RAM: Problem dependent (based on size of input)

Classification: 1.3, 2.2, 20.2.

Nature of problem:

Calculation of spectral signals by postprocessing hydrodynamics simulations. Analysis of experimental spectroscopic data to infer plasma temperature and density conditions, and its chemical composition. Simultaneous treatment of spatial non-uniformity (on 3D unstructured meshes) along with spectroscopic-quality radiation transport.

Solution method:

Rays are cast across a 3D unstructured mesh that characterizes local temperature, density, and chemical composition of the material.
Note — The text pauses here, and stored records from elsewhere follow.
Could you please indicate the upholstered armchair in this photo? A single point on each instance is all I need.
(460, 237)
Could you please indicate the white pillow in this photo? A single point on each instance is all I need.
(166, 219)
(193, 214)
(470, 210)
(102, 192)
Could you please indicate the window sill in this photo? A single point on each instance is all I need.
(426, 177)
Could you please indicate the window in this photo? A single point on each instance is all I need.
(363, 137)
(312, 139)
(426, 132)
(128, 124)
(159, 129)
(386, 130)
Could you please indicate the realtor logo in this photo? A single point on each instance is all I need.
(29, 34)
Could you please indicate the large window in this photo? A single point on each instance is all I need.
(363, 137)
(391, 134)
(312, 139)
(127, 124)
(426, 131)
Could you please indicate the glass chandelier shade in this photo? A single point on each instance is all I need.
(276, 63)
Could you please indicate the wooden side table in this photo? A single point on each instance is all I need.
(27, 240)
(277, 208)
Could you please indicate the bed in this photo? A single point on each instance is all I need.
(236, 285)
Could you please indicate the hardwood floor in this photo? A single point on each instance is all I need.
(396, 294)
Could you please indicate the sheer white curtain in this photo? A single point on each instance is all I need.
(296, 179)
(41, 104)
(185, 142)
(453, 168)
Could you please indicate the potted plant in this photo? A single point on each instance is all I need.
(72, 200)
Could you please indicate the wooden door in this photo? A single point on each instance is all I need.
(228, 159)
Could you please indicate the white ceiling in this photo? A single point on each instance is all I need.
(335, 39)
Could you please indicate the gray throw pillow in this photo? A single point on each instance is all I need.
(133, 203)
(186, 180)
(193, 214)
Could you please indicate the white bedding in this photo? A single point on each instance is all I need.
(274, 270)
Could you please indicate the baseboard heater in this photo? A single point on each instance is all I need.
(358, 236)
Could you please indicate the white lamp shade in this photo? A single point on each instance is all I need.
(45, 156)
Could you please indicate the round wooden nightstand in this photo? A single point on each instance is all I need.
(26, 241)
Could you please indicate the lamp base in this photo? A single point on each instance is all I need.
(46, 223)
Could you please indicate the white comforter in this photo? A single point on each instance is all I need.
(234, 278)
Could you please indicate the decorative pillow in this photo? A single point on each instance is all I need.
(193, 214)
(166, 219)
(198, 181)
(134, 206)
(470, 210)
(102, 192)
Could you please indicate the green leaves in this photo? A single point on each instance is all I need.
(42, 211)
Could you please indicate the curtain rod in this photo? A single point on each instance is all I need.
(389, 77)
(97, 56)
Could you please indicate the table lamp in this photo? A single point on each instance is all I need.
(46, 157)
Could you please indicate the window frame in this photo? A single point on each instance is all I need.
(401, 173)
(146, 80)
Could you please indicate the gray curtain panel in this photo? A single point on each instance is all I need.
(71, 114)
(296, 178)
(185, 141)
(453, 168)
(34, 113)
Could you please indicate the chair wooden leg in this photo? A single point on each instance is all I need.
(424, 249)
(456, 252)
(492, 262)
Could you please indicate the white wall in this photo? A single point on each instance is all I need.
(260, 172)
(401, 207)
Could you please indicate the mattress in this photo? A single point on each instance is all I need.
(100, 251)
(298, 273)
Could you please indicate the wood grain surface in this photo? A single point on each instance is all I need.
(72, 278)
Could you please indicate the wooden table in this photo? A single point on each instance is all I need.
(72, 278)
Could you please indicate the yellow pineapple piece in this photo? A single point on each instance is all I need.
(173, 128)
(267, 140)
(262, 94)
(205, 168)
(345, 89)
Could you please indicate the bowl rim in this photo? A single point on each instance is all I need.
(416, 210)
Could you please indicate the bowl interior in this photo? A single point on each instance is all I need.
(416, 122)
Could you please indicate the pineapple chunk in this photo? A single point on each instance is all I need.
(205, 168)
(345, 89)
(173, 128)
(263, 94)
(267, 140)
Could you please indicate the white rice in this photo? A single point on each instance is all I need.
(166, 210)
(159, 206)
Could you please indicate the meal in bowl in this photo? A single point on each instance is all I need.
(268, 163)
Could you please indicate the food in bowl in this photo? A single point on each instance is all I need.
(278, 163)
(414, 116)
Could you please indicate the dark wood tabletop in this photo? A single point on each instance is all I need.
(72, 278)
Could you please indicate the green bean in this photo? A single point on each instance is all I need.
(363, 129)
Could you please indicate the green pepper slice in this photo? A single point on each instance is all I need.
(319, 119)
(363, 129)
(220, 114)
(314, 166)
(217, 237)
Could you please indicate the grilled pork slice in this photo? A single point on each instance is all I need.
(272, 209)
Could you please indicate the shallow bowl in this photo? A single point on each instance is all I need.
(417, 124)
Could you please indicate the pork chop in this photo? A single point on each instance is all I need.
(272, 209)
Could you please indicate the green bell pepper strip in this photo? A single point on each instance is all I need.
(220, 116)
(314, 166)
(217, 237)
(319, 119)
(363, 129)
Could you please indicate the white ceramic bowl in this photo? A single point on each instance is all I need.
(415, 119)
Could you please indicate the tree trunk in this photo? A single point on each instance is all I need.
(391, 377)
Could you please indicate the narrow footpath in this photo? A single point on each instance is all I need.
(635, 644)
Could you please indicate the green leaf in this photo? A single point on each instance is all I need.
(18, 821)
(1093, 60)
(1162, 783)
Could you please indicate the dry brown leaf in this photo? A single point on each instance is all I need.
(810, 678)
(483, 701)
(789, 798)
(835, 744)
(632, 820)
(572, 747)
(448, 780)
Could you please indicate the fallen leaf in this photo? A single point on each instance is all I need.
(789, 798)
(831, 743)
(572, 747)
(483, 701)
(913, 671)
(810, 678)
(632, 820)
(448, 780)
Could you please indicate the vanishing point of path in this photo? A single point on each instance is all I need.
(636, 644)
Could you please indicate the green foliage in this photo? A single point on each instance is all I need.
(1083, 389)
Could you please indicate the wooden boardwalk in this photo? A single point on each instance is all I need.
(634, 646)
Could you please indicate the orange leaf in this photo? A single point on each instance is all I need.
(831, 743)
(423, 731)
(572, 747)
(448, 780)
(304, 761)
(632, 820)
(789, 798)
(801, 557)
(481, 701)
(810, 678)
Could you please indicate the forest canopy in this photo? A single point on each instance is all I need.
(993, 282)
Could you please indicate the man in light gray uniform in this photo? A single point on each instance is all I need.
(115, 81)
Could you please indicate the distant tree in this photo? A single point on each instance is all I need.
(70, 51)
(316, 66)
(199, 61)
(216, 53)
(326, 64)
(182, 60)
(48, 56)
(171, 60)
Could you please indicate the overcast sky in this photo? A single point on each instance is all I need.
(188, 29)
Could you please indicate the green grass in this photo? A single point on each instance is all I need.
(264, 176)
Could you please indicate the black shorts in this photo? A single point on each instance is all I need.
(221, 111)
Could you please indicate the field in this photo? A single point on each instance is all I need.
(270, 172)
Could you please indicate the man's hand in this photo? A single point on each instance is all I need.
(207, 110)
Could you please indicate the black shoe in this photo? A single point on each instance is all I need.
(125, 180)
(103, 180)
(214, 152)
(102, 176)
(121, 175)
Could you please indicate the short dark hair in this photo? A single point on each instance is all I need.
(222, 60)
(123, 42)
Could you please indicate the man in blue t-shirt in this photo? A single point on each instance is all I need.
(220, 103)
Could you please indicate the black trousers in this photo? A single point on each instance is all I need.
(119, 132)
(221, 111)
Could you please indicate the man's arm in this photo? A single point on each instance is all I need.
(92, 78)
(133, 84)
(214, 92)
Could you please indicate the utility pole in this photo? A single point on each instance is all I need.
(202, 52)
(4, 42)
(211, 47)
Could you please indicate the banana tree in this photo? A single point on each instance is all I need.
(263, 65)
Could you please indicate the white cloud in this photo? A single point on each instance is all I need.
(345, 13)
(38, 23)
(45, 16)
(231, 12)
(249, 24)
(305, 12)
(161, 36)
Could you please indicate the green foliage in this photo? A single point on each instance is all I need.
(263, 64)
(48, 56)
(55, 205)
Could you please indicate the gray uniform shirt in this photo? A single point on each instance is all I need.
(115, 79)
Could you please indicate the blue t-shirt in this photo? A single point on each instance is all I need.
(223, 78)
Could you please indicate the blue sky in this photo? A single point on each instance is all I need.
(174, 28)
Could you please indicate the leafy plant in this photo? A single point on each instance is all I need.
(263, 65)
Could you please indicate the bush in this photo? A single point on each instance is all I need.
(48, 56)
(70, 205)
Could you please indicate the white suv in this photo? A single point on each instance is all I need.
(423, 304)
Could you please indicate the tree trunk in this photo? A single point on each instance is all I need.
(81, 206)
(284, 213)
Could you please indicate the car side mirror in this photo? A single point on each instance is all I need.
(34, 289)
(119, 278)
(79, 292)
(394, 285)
Analytic solution to the 1D (along the ray) steady-state, local radiation transport equation is repeatedly used to gradually build a synthetic spectrum for each ray.

Restrictions:

Steady-state approximation of the radiation transport equation is used. Scattering as a radiation source is not included. Given plasma conditions are considered fixed; potential feedback of computed radiation back into plasma temperature and equation-of-state is neglected. Doppler shifts are not modeled at this time. The quality of the computed results critically depends on the accuracy of external atomic databases used as input by FESTR. Polygon objects are assumed to be convex at present.

Running time:

Problem dependent (based on size of input)—the suite of 1190 enclosed unit tests runs in less than a minute on most tested platforms.